Why do we see Stars as Points?

Most recent answer: 11/29/2014

Q:
I read the answer “Does light from a star travel forever?” and can picture the light as an expanding hollow sphere the thickness of which is the time the star burns. By the time the light gets to us the wave front would be essentially flat. Why do we see the star as a point source, why not like a wave at sea which when it passes stretches away in every direction and has no discernable source??
- Dick Robertson (age 74)
Wilmington, NC
A:

Interesting question. The short answer is that we see stars as point sources because we use lenses—the lenses in our eyes or the lenses in telescopes. If we didn't use a lens or other imaging equipment, we wouldn't see the stars as points. I tried to make a diagram to show how this works:

Look at the blue star (1) first. The dashed concentric circles represent the wavefront of the light it emits. My picture is not at all to scale, but you can see that the curvature of the wavefront near the lens is pretty small, so the "rays" of light are close to parallel. (For other readers who don't know what a wavefront is, don't worry about it. Just look at the rays.) If you exposed a piece of photographic paper or the CCD element from a digital camera to this kind of light, it would only record a dim, roughly uniform illumination. 

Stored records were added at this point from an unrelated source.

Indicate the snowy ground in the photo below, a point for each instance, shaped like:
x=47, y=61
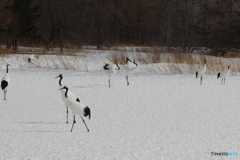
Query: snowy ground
x=159, y=116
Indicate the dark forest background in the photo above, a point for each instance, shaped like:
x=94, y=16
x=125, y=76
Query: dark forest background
x=186, y=24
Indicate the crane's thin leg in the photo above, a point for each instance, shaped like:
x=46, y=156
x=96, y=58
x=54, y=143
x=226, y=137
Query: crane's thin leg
x=85, y=124
x=5, y=93
x=127, y=80
x=73, y=122
x=67, y=114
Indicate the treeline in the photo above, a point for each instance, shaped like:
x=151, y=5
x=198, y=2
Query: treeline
x=174, y=23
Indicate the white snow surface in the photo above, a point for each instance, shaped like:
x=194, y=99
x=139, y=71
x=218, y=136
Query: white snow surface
x=157, y=117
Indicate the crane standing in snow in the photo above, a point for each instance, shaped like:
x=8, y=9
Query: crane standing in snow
x=77, y=108
x=5, y=82
x=223, y=74
x=69, y=94
x=200, y=72
x=110, y=69
x=30, y=58
x=129, y=67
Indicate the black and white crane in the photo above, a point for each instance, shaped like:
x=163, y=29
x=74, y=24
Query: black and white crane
x=77, y=108
x=200, y=72
x=30, y=58
x=223, y=74
x=129, y=67
x=69, y=94
x=5, y=82
x=110, y=69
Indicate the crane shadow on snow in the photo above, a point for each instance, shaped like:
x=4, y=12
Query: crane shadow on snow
x=39, y=131
x=90, y=86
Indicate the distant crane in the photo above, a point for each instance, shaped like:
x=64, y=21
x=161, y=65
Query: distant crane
x=70, y=94
x=5, y=82
x=200, y=72
x=77, y=108
x=129, y=67
x=110, y=69
x=223, y=74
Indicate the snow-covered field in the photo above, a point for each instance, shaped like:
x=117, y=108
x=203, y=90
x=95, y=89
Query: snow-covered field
x=158, y=116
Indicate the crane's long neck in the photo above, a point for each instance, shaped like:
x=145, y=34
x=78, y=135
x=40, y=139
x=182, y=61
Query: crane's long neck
x=60, y=81
x=66, y=92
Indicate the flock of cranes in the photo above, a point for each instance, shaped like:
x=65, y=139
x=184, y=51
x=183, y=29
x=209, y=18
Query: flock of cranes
x=73, y=102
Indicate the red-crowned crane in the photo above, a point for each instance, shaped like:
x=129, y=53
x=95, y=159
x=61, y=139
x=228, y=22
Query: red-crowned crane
x=223, y=74
x=200, y=72
x=5, y=82
x=129, y=67
x=110, y=69
x=77, y=108
x=70, y=94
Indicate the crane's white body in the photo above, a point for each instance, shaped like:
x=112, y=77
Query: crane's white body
x=224, y=74
x=200, y=72
x=110, y=69
x=5, y=81
x=129, y=67
x=30, y=58
x=76, y=107
x=70, y=95
x=6, y=78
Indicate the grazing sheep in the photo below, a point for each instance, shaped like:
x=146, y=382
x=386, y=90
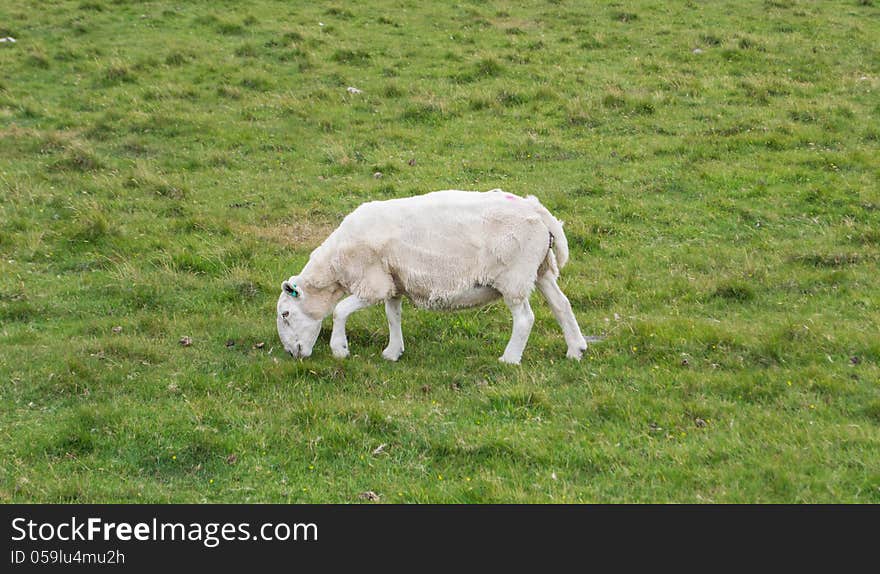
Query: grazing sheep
x=443, y=250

An ideal lens takes all rays that are parallel to an imaginary line through the center of the lens (the axis) and focuses them to a point behind the lens. The distance at which these rays focus defines the "image plane." The blue star is in the center of the lens's field of view, so it focuses in the center of the image plane. If you're looking through a telescope or taking a picture with a CCD, you'll see the star as a point!

Now look at the orange star (2). It is slightly off-center in the lens's field of view. Its wavefront is still roughly flat and its rays are parallel, but they come from a slightly different direction than the rays from the blue star. Because the orange rays aren't parallel to the axis of the lens, they focus to a different point in the image plane. Looking through your telescope, you'll see the stars as two separate points.

This is a simplified view of things. Real telescopes use multiple lenses (or, more commonly, curved mirrors). Real lenses usually have imperfections that make them not behave exactly as I described, especially when light hits the lens near its edge instead of in the center. I also didn't draw the refraction of light at the second surface of the lens. Finally, there's a limit to how close two stars can be and still show up as separate points, which is determined by both the diameter and focusing power of the lens, and the wavelength of the light.